Gayatri Venkataraghavan was in total control of the Carnatic idiom
Where all others strive to make a mark, Gayatri Venkataraghavan comes out in flying colours, and the arena of her expertise is manodharma, swarakalpana to be precise. Throughout the concert as part of the Indiranagar Sangeet Sabha music festival, it was evident that kalpana swara was her forte, not just reeling out the tri-kalai patterns but instilling them with an emotional quotient that is inherent in the raga and the lyrics. Ironically, at times, the lyrics of the compositions she chose to present were not as emotively rendered as her manodharma! The closing notes fell into a cascade as if they were measured and brought to a finish without a flaw.

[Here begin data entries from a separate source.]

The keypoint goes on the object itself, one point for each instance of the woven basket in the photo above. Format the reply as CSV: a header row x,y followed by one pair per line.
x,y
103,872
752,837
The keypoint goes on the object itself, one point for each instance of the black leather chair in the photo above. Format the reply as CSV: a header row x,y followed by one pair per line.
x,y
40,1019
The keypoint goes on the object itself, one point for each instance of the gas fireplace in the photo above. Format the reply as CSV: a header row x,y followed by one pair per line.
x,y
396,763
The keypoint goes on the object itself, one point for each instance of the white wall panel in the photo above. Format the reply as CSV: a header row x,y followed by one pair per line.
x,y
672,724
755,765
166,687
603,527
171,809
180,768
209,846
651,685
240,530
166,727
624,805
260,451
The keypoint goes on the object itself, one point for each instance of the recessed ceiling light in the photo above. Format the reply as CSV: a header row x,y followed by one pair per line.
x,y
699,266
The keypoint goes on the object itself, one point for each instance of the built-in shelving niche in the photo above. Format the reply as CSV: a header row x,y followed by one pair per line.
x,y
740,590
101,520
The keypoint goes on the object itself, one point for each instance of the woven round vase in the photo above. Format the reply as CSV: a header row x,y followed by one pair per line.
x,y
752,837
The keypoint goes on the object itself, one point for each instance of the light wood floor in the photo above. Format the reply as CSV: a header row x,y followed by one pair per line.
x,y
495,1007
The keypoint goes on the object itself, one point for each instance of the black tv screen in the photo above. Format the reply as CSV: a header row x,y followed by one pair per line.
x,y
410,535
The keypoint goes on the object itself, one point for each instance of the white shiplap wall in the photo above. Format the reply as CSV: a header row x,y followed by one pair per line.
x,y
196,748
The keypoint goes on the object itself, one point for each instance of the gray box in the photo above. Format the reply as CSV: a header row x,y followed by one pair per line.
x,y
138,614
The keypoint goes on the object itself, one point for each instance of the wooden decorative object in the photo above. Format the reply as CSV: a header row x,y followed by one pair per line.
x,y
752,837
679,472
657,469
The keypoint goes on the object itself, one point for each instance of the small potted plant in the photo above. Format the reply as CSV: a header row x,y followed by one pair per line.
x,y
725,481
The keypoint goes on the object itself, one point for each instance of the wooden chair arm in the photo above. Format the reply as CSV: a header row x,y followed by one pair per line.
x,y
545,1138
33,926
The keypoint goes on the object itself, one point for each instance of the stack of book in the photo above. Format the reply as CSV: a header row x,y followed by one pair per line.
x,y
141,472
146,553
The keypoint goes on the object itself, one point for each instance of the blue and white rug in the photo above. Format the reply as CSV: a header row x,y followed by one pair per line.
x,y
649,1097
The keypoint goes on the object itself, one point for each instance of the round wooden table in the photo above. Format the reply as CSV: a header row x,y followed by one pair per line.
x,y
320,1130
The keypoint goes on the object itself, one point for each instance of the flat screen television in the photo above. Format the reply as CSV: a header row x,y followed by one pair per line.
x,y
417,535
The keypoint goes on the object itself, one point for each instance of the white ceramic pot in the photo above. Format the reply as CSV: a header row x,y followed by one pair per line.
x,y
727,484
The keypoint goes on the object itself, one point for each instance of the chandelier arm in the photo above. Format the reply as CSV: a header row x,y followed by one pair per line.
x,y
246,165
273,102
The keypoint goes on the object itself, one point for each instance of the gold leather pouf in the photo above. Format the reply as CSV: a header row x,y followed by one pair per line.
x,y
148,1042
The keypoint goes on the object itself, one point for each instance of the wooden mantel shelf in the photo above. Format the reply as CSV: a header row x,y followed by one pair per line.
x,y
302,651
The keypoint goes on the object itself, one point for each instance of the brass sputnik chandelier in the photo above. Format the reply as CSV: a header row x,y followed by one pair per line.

The Pancharatna kriti “Jagadananda karaka” in Nata made for the opening statement instead of the customary varnam. The artiste seemed in full form and control of her tone as she ambled through this lengthy kriti with its rhythmic variations, endowing it with her brand of musical tilt. Two dasa keertanas seemed customised for the Kannada audience which showed the vocalist’s feeling for the pulse of the audience. While the “Gajamukha vandisu” was the invocatory piece, “Manava janma doddado” in Mayamalavagowla was a stylistic exercise with the artiste tossing the syllables with a break at ‘ma-na-va janma’ hedging it with an eloquent swarakalpana in three cycles of speed which was very impressive. The Yadukula Kambhoji piece, “Kumaran taalpaninde Tudi” (Papanasam Sivan) was in the fast track and a straight rendition sans embellishments. This rhythmic song ignited the percussionists who gave a brilliant exposition for the conclusion.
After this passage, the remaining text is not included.